Dinci cephe, din adına millî devleti hedef almaktadır. Bazı Batılı merkezlerle birlikte hedef seçilen “Kemalizm” düpedüz Türk Milliyetçiliği’dir ve Türk Milliyetçiliği Türkiye Cumhuriyeti’nin dayandığı temeldir. Dinci cephenin Atatürk karşıtlığı aslında Türk karşıtlığıdır; devletimizin meşruiyet kaynağına, kuruluş felsefesine karşıtlıktır. Fakat laikçi tarafın ilkel, toptancı, gözü kara hareketleri bu tehdidi maskelemektedir. Laikçilik savunuluyor diye Türk milletinin kültüründeki din bileşenine, insanların aşkın inançlarına saldırmak, mağlubiyete mahkûm olmaktır. Bunu ne Stalin ne Mao başarabildi. Ders alınırsa tarih tekerrür etmez.
Türk millet devletine yönelen tehdide karşı halkın uyandırılması isteniyorsa millî değerlere dayanmak zorundayız. Daha önceki milliyet düşmanlarının asıl yenilgisi, Türk devletinin başbakanının Libya Lideri Muammer Kaddafi’nin “yardımcısı” olması ile başladı. Türk milleti dinine bağlıdır. Fakat milliyetine de sonuna kadar bağlıdır. Bu iki bağ, zaafımız değil, gücümüzdür. Ulusalcılar, “milliyet” utangaçlıklarını bir yana bırakıp, dünya görüşlerini başka milletlere aleyhtar olmak yerine Türk milletini sevmeye dayandırmak zorundadırlar.

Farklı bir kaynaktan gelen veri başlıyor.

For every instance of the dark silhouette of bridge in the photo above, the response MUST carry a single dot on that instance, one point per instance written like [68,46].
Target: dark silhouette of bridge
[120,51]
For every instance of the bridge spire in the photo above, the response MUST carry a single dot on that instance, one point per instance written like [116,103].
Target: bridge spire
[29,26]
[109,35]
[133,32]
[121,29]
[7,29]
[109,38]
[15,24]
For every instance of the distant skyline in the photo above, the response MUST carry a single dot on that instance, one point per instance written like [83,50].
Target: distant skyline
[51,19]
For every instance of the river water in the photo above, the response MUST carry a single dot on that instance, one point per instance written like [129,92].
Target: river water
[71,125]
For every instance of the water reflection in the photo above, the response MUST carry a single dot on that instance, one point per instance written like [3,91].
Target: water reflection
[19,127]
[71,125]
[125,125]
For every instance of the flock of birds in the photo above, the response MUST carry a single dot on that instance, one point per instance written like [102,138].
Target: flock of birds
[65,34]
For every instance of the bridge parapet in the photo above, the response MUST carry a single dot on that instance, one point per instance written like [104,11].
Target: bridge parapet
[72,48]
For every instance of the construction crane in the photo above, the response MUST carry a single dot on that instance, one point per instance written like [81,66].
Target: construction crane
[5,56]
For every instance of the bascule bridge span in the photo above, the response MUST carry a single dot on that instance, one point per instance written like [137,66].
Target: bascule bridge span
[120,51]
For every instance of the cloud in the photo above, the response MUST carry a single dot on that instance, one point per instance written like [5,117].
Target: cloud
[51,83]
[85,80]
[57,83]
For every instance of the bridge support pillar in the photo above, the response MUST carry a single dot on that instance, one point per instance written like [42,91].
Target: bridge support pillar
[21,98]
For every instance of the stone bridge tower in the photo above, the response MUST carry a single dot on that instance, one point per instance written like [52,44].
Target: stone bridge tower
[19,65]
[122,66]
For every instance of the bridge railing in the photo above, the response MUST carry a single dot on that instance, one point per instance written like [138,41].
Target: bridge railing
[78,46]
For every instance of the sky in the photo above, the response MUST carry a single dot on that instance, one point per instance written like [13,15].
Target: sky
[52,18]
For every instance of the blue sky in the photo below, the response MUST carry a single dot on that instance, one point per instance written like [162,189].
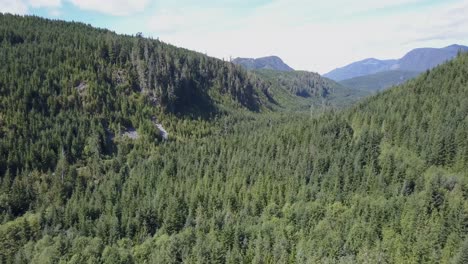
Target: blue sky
[308,34]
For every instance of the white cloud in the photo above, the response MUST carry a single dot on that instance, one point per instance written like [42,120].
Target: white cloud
[13,6]
[112,7]
[319,36]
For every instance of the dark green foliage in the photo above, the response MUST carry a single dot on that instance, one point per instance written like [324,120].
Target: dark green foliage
[382,182]
[379,81]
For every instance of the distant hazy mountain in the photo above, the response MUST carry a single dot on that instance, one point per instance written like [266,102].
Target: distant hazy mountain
[417,60]
[379,81]
[271,63]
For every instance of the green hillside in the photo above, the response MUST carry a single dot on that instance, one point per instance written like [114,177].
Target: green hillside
[379,81]
[243,178]
[315,89]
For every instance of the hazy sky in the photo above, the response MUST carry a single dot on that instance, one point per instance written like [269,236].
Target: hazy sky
[308,34]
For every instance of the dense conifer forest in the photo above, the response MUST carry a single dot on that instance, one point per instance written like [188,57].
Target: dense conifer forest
[244,177]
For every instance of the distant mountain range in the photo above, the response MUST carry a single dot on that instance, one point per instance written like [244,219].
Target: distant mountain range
[379,81]
[417,60]
[269,63]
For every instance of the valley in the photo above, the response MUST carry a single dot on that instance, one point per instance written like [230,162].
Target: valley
[125,149]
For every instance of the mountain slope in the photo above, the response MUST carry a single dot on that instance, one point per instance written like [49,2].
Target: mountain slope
[271,63]
[360,68]
[379,81]
[417,60]
[316,89]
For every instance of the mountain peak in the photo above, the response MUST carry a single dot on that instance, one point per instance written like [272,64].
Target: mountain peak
[269,62]
[416,60]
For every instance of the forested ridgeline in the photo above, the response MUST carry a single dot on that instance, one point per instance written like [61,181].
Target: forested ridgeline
[69,88]
[382,182]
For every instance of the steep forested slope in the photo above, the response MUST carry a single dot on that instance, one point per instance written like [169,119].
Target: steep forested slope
[379,81]
[385,181]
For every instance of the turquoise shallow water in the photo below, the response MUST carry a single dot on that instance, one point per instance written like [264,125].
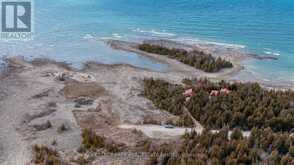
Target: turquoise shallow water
[70,30]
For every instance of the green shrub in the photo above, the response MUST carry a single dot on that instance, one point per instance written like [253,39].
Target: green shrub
[44,155]
[199,60]
[246,106]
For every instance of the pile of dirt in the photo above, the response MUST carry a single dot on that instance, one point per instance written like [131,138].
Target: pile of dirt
[73,90]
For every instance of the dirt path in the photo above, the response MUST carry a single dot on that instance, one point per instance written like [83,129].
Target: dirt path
[161,132]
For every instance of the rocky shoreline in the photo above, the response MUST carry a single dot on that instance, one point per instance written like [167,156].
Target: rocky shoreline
[40,98]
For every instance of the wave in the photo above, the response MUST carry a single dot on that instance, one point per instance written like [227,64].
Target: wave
[88,36]
[197,41]
[154,32]
[270,52]
[116,35]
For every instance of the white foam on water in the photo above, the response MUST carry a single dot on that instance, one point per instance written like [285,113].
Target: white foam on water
[197,41]
[154,32]
[88,36]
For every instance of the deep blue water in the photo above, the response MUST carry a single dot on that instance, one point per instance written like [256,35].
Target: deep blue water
[71,30]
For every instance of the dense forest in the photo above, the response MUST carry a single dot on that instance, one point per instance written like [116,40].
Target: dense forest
[263,146]
[244,105]
[199,60]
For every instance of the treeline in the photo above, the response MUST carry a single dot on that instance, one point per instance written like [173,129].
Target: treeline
[263,146]
[199,60]
[246,106]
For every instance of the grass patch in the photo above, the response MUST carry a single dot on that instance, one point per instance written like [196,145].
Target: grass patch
[45,156]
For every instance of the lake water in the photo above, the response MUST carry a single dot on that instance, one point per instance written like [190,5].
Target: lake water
[71,30]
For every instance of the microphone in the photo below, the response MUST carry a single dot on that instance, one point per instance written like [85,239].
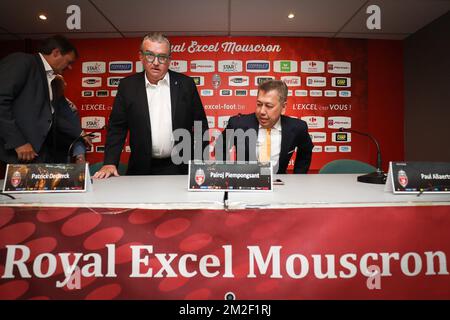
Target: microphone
[79,138]
[377,177]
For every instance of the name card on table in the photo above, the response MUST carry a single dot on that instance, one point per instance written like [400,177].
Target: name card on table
[418,177]
[48,178]
[226,176]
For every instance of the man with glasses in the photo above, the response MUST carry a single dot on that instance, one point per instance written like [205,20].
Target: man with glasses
[27,110]
[150,105]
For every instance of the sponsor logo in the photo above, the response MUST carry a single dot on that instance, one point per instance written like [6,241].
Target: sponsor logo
[341,82]
[87,93]
[91,82]
[318,136]
[341,137]
[226,92]
[310,66]
[178,65]
[316,81]
[345,149]
[114,81]
[102,93]
[241,93]
[100,149]
[211,121]
[16,178]
[139,66]
[291,81]
[340,67]
[203,66]
[287,66]
[199,176]
[120,66]
[97,137]
[257,66]
[92,122]
[261,79]
[93,107]
[339,122]
[345,93]
[314,122]
[206,92]
[216,80]
[317,149]
[301,93]
[238,81]
[230,66]
[330,93]
[315,93]
[222,121]
[402,178]
[93,67]
[198,80]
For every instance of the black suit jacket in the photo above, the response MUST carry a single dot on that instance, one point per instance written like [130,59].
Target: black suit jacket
[25,111]
[294,134]
[130,113]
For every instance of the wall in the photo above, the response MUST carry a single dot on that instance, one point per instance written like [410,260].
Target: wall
[427,92]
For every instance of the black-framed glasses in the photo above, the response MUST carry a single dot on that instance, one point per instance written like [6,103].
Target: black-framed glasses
[150,57]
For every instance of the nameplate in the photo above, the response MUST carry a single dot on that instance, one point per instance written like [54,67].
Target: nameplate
[223,176]
[418,177]
[48,178]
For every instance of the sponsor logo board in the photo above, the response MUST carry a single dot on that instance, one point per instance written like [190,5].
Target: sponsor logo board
[93,122]
[339,67]
[91,82]
[314,122]
[230,65]
[120,66]
[339,122]
[203,66]
[312,66]
[93,67]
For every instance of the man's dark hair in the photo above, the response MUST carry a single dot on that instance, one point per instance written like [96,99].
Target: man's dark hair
[57,42]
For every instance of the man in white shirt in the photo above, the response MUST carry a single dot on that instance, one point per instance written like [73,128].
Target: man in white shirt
[26,112]
[150,105]
[278,136]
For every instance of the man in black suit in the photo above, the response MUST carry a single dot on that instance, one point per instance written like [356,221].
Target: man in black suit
[275,137]
[27,116]
[150,105]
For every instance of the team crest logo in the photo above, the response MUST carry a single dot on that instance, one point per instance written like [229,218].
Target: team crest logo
[402,178]
[199,176]
[16,178]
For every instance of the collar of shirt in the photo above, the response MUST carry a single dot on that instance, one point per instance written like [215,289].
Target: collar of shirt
[277,125]
[48,69]
[163,81]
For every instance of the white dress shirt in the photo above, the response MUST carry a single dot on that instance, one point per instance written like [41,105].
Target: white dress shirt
[159,106]
[275,143]
[50,76]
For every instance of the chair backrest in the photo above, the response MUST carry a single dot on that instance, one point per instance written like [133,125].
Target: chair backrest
[94,167]
[347,166]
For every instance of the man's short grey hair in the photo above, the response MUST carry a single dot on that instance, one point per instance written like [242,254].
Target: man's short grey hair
[155,37]
[277,85]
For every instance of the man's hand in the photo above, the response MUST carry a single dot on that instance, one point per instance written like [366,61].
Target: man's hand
[106,171]
[26,152]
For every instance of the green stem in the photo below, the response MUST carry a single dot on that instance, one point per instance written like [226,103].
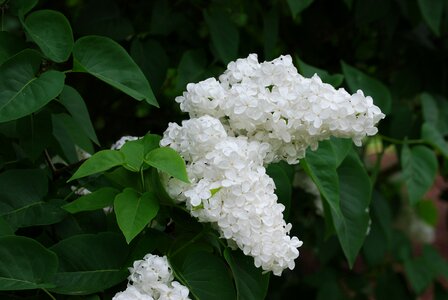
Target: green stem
[376,169]
[49,294]
[142,179]
[402,142]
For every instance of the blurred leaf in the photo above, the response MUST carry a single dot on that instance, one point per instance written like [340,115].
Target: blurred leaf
[103,17]
[434,138]
[109,62]
[308,71]
[169,161]
[204,274]
[25,264]
[418,274]
[297,6]
[75,105]
[134,211]
[432,11]
[436,263]
[22,6]
[90,263]
[355,195]
[430,109]
[391,286]
[251,283]
[99,162]
[224,35]
[419,170]
[191,68]
[98,199]
[152,59]
[378,241]
[21,92]
[369,85]
[10,44]
[427,211]
[51,31]
[283,187]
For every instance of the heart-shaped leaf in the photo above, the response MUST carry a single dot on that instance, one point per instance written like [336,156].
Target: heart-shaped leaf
[109,62]
[134,211]
[21,92]
[51,31]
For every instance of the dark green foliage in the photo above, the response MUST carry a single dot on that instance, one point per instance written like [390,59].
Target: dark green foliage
[70,72]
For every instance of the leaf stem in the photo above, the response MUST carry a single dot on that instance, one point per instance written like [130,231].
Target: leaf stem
[142,179]
[49,294]
[401,142]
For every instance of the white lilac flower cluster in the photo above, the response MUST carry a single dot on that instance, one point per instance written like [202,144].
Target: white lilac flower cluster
[254,115]
[230,189]
[271,102]
[152,279]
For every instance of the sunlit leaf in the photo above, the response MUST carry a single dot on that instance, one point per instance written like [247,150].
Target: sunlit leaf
[25,264]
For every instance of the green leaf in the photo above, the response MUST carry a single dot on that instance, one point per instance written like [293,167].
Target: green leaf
[96,200]
[419,166]
[35,133]
[10,44]
[135,151]
[89,263]
[169,161]
[283,187]
[224,34]
[21,191]
[427,211]
[64,124]
[308,71]
[152,59]
[355,195]
[99,162]
[297,6]
[432,11]
[251,283]
[204,274]
[22,6]
[21,92]
[369,85]
[104,18]
[25,264]
[75,105]
[191,68]
[5,229]
[432,136]
[134,211]
[51,31]
[109,62]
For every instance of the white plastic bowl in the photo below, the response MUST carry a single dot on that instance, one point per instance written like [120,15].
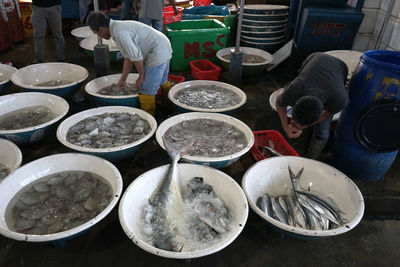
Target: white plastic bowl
[217,162]
[6,72]
[28,77]
[49,165]
[97,84]
[10,155]
[184,85]
[272,103]
[271,176]
[12,102]
[248,68]
[82,33]
[350,57]
[139,191]
[112,154]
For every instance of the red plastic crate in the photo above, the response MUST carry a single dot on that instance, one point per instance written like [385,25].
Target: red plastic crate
[202,2]
[169,15]
[204,69]
[262,139]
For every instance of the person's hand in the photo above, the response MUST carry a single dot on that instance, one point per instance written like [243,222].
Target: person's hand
[121,85]
[139,82]
[292,132]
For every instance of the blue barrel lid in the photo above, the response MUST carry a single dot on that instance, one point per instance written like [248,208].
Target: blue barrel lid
[383,58]
[378,127]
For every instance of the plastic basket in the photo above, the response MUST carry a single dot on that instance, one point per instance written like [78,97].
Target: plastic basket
[202,2]
[203,69]
[169,15]
[261,138]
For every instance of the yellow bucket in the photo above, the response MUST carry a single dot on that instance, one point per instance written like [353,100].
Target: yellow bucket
[26,13]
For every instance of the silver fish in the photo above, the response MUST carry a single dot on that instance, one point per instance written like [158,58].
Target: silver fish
[282,202]
[312,220]
[295,179]
[291,209]
[299,215]
[320,209]
[167,201]
[264,203]
[327,202]
[278,211]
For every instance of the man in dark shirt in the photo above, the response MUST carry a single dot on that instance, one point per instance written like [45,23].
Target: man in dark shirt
[47,13]
[317,93]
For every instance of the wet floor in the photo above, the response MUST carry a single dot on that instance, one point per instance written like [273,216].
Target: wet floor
[374,242]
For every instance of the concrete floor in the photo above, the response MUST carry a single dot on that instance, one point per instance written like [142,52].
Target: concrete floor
[374,242]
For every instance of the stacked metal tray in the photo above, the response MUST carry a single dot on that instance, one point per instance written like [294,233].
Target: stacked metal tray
[264,26]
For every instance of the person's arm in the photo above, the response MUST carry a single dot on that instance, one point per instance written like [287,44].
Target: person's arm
[290,131]
[173,4]
[325,114]
[140,69]
[127,68]
[136,6]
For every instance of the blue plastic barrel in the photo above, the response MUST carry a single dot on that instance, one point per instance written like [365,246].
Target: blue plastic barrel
[376,79]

Kör dövüşü toplumun bir kısmını millet sevgisinden uzaklaştırırken, bir kısmını da Müslümanlıktan uzaklaştırıyor. Sofu imamın dinden çıkarması misali… Burada bilhassa İlahiyat Fakülteleri ve kardeş dallardaki akademisyenlerimize ve gönül adamlarına sorumluluk düşer. İslamiyet’in hakkıyla değerlendirilebileceği ortam, belki de bunun yapılabileceği tek ortam Türkiye’dir. Sulandırılmış İslâmiyet’ten, ılımlı Müslümanlıktan değil, Müslümanlığın “ana temaları”nın, insanlara sunduğu hürriyetin, yaşama sevincinin, iç huzurunun ve yaratıcılığın yeniden doğuşundan bahsediyorum. Yalnız dindarlara, yalnız Müslümanlara değil fakat diğer dinlerin mensuplarına, hatta dinsizlere de ışınlarını gönderecek bir aydınlanma cehdinden bahsediyorum. Tıpkı Yunuslar’ın Mevlanlar’ın çağındaki gibi. Endülüs’ün parlak dönemindeki gibi. Fakat ne yazık ki, bu bilim ve gönül adamları, bir taraftan dincilerin, diğer taraftan laikçilerin tasallutu karşısında, pek azı hariç, sessiz kalmakta veya kaçamak, politik cümleciklerle yetinmektedirler.
Sunulan yeniden inşa fırsatına sırt çevirmek kolay affedilmeyecektir.
__________________________________________
[1] Rahmetli Galip Erdem ağabeyimin kulaklarını çınlatmak isterim. Sütçü İmam ne zaman buradaki gibi istismar edilse acı acı gülerek gerçeği o anda etrafında bulunanlara anlatırdı.